Zim

Merge lp:~koschmieder/zim/zim into lp:~jaap.karssenberg/zim/pyzim

Proposed by Lukas M. Koschmieder
Status: Needs review
Proposed branch: lp:~koschmieder/zim/zim
Merge into: lp:~jaap.karssenberg/zim/pyzim
Diff against target: 379 lines (+375/-0)
1 file modified
zim/plugins/quicksearch.py (+375/-0)
To merge this branch: bzr merge lp:~koschmieder/zim/zim
Reviewer Review Type Date Requested Status
Jaap Karssenberg Disapprove
Review via email: mp+257936@code.launchpad.net

Description of the change

My Zim plugin which is inspired by Tomboy/Gnote and provides a search pane which shows results as you type.

To post a comment you must log in.
Revision history for this message
Jaap Karssenberg (jaap.karssenberg) wrote :

Hi Lukas,

I'm very sorry, but I'm afraid I cannot accept this functionality in it's current form. The big problem I see is that you implement your own search method, rather than re-using the search module and the logic from the dialog. Specifically you load all pages in memory and then search on that - this will break when you have a large notebook on a small computer. The search module in zim uses the cached index and greps through pages one by one (the speed of the grep is still to be improved - I'm planning for that).

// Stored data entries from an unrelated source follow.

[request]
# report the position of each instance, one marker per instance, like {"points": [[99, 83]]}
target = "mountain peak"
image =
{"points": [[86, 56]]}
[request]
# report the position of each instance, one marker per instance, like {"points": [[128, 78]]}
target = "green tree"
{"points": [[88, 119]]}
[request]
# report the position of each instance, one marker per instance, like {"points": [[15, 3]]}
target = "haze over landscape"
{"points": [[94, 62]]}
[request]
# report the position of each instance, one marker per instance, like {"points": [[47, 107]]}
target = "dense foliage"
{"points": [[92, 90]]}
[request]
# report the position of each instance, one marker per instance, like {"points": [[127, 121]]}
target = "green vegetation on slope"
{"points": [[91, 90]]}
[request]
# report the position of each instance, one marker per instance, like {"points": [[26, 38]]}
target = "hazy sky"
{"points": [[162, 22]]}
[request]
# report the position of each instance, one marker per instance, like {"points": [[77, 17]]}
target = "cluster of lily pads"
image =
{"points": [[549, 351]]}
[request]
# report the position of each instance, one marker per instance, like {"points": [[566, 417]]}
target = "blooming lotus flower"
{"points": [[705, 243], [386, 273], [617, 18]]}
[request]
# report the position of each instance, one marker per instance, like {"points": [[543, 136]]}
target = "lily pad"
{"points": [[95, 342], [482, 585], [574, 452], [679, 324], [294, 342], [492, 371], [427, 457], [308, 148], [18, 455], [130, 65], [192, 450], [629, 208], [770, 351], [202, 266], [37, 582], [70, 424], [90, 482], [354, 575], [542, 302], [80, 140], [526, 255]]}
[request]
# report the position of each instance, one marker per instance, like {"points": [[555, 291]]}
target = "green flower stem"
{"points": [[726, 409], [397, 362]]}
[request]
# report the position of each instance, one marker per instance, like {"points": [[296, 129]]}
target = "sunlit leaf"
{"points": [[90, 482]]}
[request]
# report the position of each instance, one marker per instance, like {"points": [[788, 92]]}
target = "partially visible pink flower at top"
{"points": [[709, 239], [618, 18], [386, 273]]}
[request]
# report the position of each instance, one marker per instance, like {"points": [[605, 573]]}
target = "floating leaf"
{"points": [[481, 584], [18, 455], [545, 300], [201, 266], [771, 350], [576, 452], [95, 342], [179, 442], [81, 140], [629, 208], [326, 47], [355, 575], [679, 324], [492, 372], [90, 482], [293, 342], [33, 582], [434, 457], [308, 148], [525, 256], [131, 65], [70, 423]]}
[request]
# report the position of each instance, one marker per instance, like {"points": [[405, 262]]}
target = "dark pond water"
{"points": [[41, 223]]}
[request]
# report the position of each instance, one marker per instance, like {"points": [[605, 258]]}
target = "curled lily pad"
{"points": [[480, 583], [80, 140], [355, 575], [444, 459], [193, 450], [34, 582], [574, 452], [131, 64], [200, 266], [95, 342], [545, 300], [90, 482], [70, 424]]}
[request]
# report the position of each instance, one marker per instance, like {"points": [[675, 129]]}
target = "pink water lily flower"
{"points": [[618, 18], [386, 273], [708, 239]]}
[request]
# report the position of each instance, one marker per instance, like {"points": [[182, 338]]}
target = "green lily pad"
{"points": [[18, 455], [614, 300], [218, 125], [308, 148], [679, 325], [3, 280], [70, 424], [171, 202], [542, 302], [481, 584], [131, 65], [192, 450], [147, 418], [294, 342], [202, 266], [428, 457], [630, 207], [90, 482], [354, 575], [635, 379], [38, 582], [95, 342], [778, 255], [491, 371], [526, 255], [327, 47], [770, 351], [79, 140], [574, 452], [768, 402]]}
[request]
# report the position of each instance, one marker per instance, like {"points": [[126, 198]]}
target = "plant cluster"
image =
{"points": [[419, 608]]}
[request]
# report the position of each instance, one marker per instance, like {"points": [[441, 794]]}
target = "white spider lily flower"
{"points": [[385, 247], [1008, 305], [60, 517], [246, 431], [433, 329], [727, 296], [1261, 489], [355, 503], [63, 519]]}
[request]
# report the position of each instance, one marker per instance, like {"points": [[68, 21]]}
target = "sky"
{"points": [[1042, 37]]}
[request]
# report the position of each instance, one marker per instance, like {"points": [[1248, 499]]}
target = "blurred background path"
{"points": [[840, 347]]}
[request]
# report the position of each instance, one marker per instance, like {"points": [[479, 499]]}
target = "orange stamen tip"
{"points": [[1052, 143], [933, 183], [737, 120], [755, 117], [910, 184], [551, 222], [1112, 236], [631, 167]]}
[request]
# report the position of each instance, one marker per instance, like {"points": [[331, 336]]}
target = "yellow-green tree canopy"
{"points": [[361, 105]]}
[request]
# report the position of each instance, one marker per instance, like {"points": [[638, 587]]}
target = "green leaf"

My suggestion would be that you make a new version where you re-use the widgets from the search dialog and embed these in the pane. This is trivial. Then you make any improvements for the interface on those widgets, such that both the dialog and the embedded pane benefit.

Regards,

Jaap

review: Disapprove
Revision history for this message
Lukas M. Koschmieder (koschmieder) wrote :

Hi Jaap,

thank you for your quick response.

I would also prefer to re-use the search module but I fear that it doesn't meet my requirements.

These are my main concerns:

First, I rate/weight search results by certain criteria and don't see how I could fit my rating system into your search logic.

Second, the key feature of my plug-in is that it shows search results as you type. Judging by how long the default search dialog takes to process a query, I suspect that the underlying logic is too slow/bloated for my needs.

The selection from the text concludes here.